晞婵弯眉笑时,旁边的李覃已将她揽住肩,轻拍似若有所思,迟迟未语。

倘直接说出,未免对她冲击太大。毕竟她应是十分敬爱那人......。李覃思忖半晌,抬眸却问:“《姻缘错》,是谁教给你的?”

晞婵恍然一怔,眸中的伤念从长睫下闪过:“妾八岁拜师南华夫人,琴棋书画,皆为师父亲手教成,《姻缘错》本为师父绝技,也并不外传,甚至万千寻觅者没一人知《姻缘错》尚且传世,一日偶然,师父将它传授于我,那之后没多久,妾便出师归家了,再然后不过一年,师父......”

一日师,百日恩。

将她培养成如今懂文擅弄艺的才女郎,若她有幸算是块玉石,定也少不得师父的精心雕琢。

师父一生未嫁,年少成名,曾一舞倾城,王公贵族多追求,宫廷亦有选官之意,然师父却于名声最为炙热时归隐山林,过着闲云野鹤的清闲日子,被当时天下称为“奇女子”,尊为南华夫人。

直至如今,倘若不是师父红颜薄命,便是三岁孩童,大概也会有所耳闻。南华之才,琴棋书画各俱顶尖,若论常人,可掌握一项并被记入才女史册已是不易。

“孤知道,她死于暴毙。”李覃替她说了。他低眸一看,即便是该沉闷的时刻,却还是禁不住低低一笑,拭去晞婵眼角的泪花:“小姑娘,怎么这么爱为别人哭呢?”

晞婵道:“泪为真情流,比千言万语还要珍贵。”

今时思念师父,却再无可诉说。天人永隔,前者苦,后者伤,然而悲喜永不能再相通,便有万种风情,更与何人说?又怎么算得数?
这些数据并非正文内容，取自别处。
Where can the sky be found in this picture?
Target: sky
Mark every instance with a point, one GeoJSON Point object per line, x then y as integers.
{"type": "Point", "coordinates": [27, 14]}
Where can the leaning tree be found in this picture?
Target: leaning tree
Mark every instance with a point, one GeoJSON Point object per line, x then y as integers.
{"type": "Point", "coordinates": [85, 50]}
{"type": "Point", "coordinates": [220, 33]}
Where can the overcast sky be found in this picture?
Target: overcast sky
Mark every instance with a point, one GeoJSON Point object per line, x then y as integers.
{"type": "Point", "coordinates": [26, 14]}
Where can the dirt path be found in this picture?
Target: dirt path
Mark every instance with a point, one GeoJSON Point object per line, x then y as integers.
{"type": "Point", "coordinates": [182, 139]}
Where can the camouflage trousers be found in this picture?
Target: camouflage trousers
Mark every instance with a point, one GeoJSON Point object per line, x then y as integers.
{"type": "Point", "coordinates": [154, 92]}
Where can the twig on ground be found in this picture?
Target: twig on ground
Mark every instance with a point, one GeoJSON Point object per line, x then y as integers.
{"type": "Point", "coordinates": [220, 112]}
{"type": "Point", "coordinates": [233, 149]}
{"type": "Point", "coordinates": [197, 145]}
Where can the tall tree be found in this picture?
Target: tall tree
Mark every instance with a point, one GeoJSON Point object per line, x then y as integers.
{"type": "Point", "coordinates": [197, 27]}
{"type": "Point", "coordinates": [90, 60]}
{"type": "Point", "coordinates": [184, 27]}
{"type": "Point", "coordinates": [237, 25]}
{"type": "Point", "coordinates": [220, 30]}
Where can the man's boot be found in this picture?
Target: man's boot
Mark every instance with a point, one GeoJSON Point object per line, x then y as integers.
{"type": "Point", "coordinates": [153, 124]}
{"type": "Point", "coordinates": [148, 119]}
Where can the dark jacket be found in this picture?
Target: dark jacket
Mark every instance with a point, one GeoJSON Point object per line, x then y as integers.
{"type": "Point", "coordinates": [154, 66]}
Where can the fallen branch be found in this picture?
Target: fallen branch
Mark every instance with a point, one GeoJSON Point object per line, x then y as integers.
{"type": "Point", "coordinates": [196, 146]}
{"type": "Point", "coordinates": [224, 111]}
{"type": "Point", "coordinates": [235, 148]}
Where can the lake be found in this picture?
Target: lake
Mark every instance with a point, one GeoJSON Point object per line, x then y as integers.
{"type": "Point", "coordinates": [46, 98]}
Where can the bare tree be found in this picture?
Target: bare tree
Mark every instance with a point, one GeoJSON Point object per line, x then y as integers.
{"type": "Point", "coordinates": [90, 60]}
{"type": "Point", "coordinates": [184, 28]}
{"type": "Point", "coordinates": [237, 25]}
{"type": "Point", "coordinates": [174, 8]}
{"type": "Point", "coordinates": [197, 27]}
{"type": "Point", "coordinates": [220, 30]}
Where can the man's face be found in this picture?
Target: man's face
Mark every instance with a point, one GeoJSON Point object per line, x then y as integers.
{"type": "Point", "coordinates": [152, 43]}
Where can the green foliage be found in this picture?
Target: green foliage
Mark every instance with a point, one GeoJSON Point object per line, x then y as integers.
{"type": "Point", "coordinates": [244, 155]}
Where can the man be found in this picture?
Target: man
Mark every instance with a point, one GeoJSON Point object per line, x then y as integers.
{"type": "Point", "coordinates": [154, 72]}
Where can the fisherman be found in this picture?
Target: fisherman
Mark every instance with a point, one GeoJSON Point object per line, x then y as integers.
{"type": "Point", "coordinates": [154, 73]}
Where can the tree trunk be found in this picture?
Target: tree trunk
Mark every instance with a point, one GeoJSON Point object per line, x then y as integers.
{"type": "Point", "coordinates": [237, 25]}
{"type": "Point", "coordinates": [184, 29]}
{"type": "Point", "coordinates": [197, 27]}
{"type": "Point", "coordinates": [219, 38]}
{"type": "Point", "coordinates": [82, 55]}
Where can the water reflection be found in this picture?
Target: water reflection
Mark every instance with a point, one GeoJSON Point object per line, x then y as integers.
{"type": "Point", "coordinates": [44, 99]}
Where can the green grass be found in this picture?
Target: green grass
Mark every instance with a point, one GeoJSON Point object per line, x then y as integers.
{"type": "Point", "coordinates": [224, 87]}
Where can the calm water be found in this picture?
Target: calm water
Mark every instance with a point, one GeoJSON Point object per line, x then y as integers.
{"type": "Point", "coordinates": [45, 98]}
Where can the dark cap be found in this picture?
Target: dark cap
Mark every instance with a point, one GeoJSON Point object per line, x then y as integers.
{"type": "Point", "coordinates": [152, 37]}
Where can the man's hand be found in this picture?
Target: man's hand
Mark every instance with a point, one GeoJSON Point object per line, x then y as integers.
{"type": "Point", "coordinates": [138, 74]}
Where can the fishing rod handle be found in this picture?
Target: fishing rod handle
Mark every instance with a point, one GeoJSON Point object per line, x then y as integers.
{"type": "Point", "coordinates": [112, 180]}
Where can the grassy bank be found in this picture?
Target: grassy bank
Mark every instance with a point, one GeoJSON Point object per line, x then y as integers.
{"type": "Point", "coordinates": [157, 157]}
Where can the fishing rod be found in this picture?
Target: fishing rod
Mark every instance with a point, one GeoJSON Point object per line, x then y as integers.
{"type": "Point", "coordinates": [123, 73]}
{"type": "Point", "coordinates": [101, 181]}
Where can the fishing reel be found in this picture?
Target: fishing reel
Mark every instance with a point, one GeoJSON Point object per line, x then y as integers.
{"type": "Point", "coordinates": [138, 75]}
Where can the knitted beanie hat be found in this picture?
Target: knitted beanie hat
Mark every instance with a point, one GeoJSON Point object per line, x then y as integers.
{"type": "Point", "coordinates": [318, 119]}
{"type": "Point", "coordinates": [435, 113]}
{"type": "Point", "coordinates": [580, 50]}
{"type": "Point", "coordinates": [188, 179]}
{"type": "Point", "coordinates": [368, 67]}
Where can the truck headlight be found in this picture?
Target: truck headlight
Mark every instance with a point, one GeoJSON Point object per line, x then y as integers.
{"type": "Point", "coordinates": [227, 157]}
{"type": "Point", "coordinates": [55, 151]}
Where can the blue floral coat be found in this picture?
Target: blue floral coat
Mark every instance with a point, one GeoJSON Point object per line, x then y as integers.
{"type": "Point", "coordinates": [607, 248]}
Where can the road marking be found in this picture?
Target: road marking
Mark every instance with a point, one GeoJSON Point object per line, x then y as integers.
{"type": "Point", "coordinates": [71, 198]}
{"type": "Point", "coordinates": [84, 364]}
“只叹情不能达,故人再不见,”她慢声道,不觉揽紧了身边李覃,美眸似若春水,“故有隋炀帝多情流连,侯夫人焚诗稿斩情丝。来去无痕,情意不达,人死情消,又何来牵挂?倘若师父还在,妾一定要好好同她老人家讲山川趣事,风月宝情。”

飞檐亭外,明月半悬,一片银灰色的晴云缓缓飘过。

晞婵忽然站起,向李覃伸出双手,眉眼弯弯地要求:“想要夫君背惊惊。”

李覃眉毛一扬,毫不犹豫转身蹲下。

“回去?”

他提了下,背上小姑娘很轻。身后,她呼吸一滞,唇角下意识弯起,心也跟着悬空又坠落,稳稳安定。

像极了儿时阿父背她哄玩。

她笑意满满地嗯了声,其中欢喜,不可抑制。

李覃背着她,向亭外去,穿过蜿蜒曲折的廊榭,慢慢走回。

灯影铺照一路。

“桥上有一人,水榭不停留,披蓑芒鞋,愿为报家国,风雨不侵寒。”

她怔然失语,眼中错愕明显。

他继续念道:“小儿不知金银贵,重情绝义车马轻,但知米粟辛,春雨值,愿为农忙撒千金,照我万民乐,补他冬衣暖,逢时暑热无。”

“......”

李覃稍稍侧头,眼眸漆黑,掀唇一轻笑,明知故问:“耳熟否?”

晞婵缓过震惊,搂着他万分不解,睁大眼道:“夫君怎会知道?这只是妾儿时随便写的!”她思及儿时的单纯幼稚,不觉脸颊微红,“不过恰被师父瞧见,笑了妾一顿,却要去收着,若不是夫君提起这个,妾都要忘了......”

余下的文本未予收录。